At the end of the 1970s, Bruce Alexander published a series of clinical studies known as the rat park experiments. The studies compared two groups of rats, all pre-addicted to morphine. The first group lived separately in isolated cages, and the second group lived together in a rat colony where they could play, have sex, and socialize.
Alexander offered the rats a choice between water and a morphine solution. He found that the rats living together in the colony drank significantly less morphine than those living alone in isolation.
What Can We Learn From the Rat Park Experiments?
Alexander published the rat park experiments near the beginning of the war on drugs in the United States. The war on drugs was a hugely expensive and largely ineffective attempt to reduce the drug trade through harsh legal penalties and punitive policies. The consensus was that the substance itself caused addiction and that addiction could only be reduced by removing the substance from society.
Alexander argued that his experiments showed that environmental factors were the primary cause of addiction, and consequently, fighting drug addiction should involve nurturing environments where people choose not to take addictive drugs rather than simply punishing those who deal them.
Subsequent studies have supported these conclusions. A 1992 study that isolated mice for different periods of time before offering them the choice between morphine and water found that the length of time for which mice were isolated directly correlated with the amount of morphine they chose to drink.
Similarly, a 2010 study on rats found that as little as sixty minutes of daily social interaction with another rat was enough to bring their morphine consumption down to the same level as the colony rats. It implies that social factors in the environment may be especially important in preventing or treating addiction.
What Are the Limitations of the Rat Park Experiments?
It is, however, important not to draw firm or specific conclusions from these experiments alone – the rat park experiments have several limitations.
Firstly, they are studies on rats, not humans, and there are, of course, many differences between them and us. Secondly, the number of rats in each experiment was small, and the results were only generated under very specific conditions. Also, some subsequent studies with different kinds of rats failed to replicate the same results.
Given this, it would be wrong to conclude from the experiments that we could solve drug addiction crises just by providing certain social settings for people to live in or that environmental conditions are the only factors at play. But the experiments do suggest we should consider environmental factors in our research on addiction treatment methods, prevention programs, and policies impacting drugs and crime.
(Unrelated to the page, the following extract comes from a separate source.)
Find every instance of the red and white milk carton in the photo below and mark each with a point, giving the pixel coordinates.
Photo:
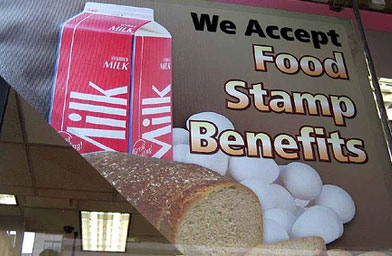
(112, 83)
How Do the Rat Park Experiments Fit in With Other Research on Drug Addiction?
Other scientific research and observations support the idea that environmental conditions are important risk factors for developing addiction and may be key to treating it.
For example, by the end of the Vietnam War, many US soldiers were addicted to opioids. However, when they returned to their hometowns, they found that quitting was a relatively easy process. Whether this was because of the absence of triggers, lack of availability of drugs, or other reasons, it seemed the change in environment made a big difference.
Research into addiction treatment methods has also found that environmental factors – in particular supportive social networks – can be crucial in the addiction recovery process. Support groups like 12-steps meetings, where people in recovery help one another overcome addiction, are proven to help people maintain abstinence from drugs and alcohol in the long term.
Equally, environmental factors also affect the risk of developing an addiction in the first place. Studies have found, for example, that exposure to traumatic events during childhood increases the likelihood of developing an opioid dependency.
Like the rat park experiments, these findings point to the role of environmental factors in drug addiction. This does not mean, however, that they are the only relevant factors. Brain chemistry, genetics, and the substance itself may also play a role, and it is important to consider all these elements together when studying addiction.